Hay comida que da ganas de hablar. No se trata de que el vino suelte la lengua —sí lo hace—, tampoco de que haya tiempo de charlar porque no es la fugaz ensalada en el cubículo —sí ayuda—. Es porque, de algún modo, uno quisiera conversar sobre los platillos un rato, dejar que, a partir de espárragos recién asados y un asado cocinado por más de un día, las memorias, los chistes y los deseos salgan a la luz.
Melissa Lozada habla mucho y hace mucho. Pero lo dice con elocuencia y lo que hace es con propósito: que cada detalle de Feroz, el restaurante que cofundó con su hermano Camilo, responda a su meticulosa visión de lo que debe ser un restaurante. En nuestra primera visita, una noche de densa neblina escazuceña ocultaba las mesas del restaurante, que emergían como una aparición, entre flores y fogatas.

Comimos carne.
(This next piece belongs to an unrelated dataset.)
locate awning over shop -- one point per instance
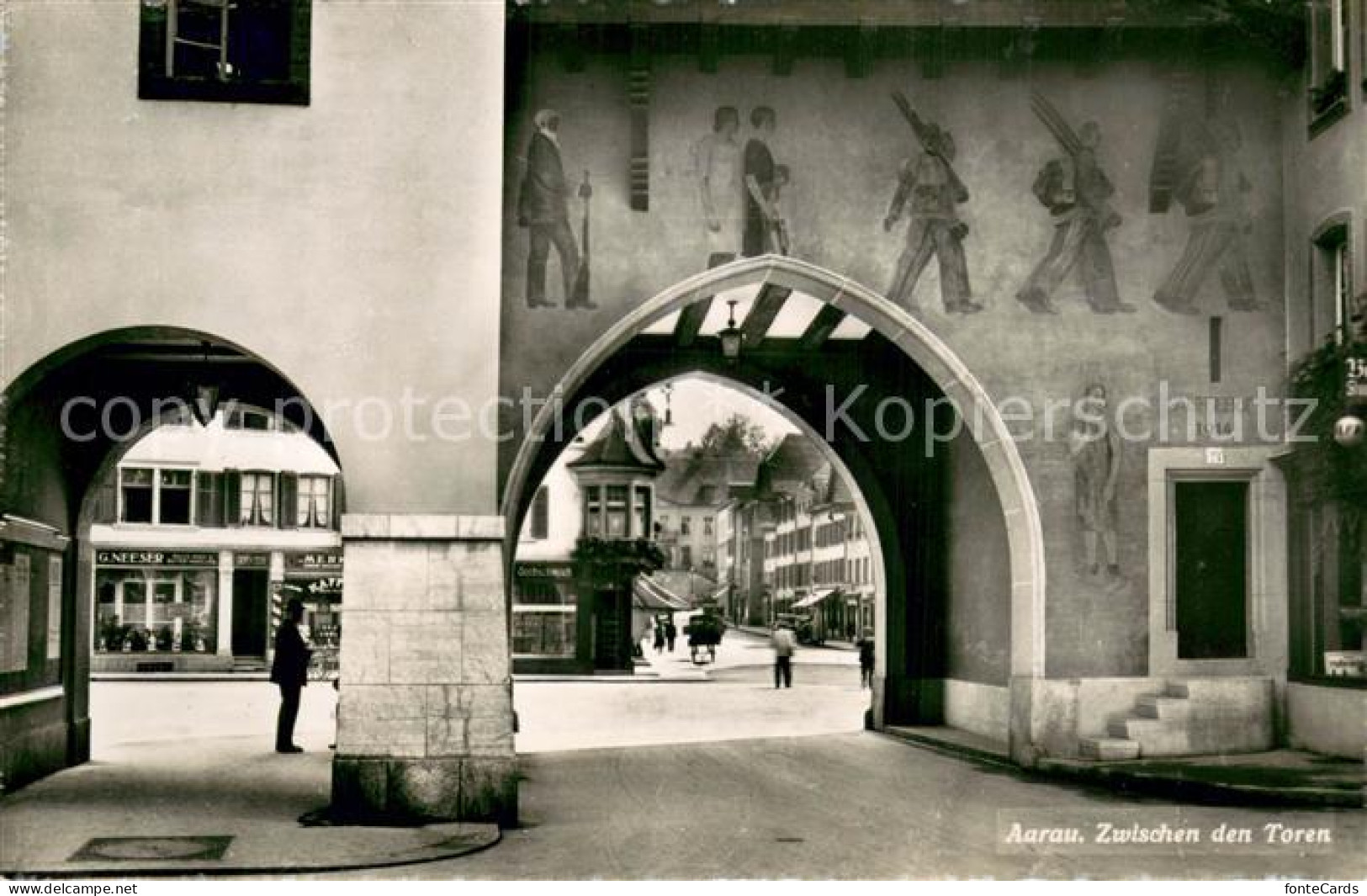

Mucha carne (el asado de tira, cocinado a 33 horas a baja temperatura, acompañado de puré de coliflor). Pero todo empezó con una entrada predilecta de los comensales de Feroz: las costillas de maíz, mazorcas dulces espolvoreadas con vegetales, chiles y alioli de culantro. Es divertida. O sea, uno quiere comentarla tras unos bocados.
En Feroz, muchísimos productos vienen de la huerta. Caminamos entre gallinas un día más soleado, inclinándonos para oler el estragón, la albahaca y las múltiples hierbas que luego pasan por manos de André Jiménez, el chef. Melissa ha diseñado el menú pensando en esa frescura y en que sean comidas familiares, para compartir. Uno se imagina a una familia curioseando cada uno el plato del otro.
Feroz se derrama en tres terrazas desde una pequeña colina en San Antonio de Escazú. Los senderos marcados con orquídeas; al fondo los cobertizos y la huerta; en todas partes, un personaje creado por el Sr. Lozada, el Sr. Feroz, que nos dice “que nunca ando solo, siempre llevo a mi manada”. No hay paredes: nos asomamos al terreno ondulante verde, verde. Al fondo, una finca.
En torno a ese extenso terreno serpentea una acera amplia, limpia y cobijada por vegetación fresca y cuidada. Es obra de Werner Ossenbach, dueño de la extensa propiedad, quien la ideó porque “merecemos aceras bonitas”. Así de simple, así de complejo. Un entorno atractivo donde la gente pueda caminar con calma, incluso esperar el bus en un sitio adecuado. Caminamos por la acera, esquivamos a una chiquilla en scooter. La distancia de la ciudad se ensancha.
Volvemos a Feroz, con más hambre. De raíces colombianas y costarricense, como las arepas de maíz amarillo, el menú se concentra en las carnes (aunque la trucha del Cerro de la Muerte nadó hasta aquí, y de qué manera). Hongos asados, croquetas de papa y trucha, y los varios cortes de carne, con guarniciones como puré de ayote y yuca majada, evocan una cabaña.
Pero no hay paredes. Dan ganas de seguir hablando. Melissa, sommelier, ofrece el vino adecuado para seguir charlando. Por dicha queda pan con hierbas y mantequilla en la canastita. Para compartir.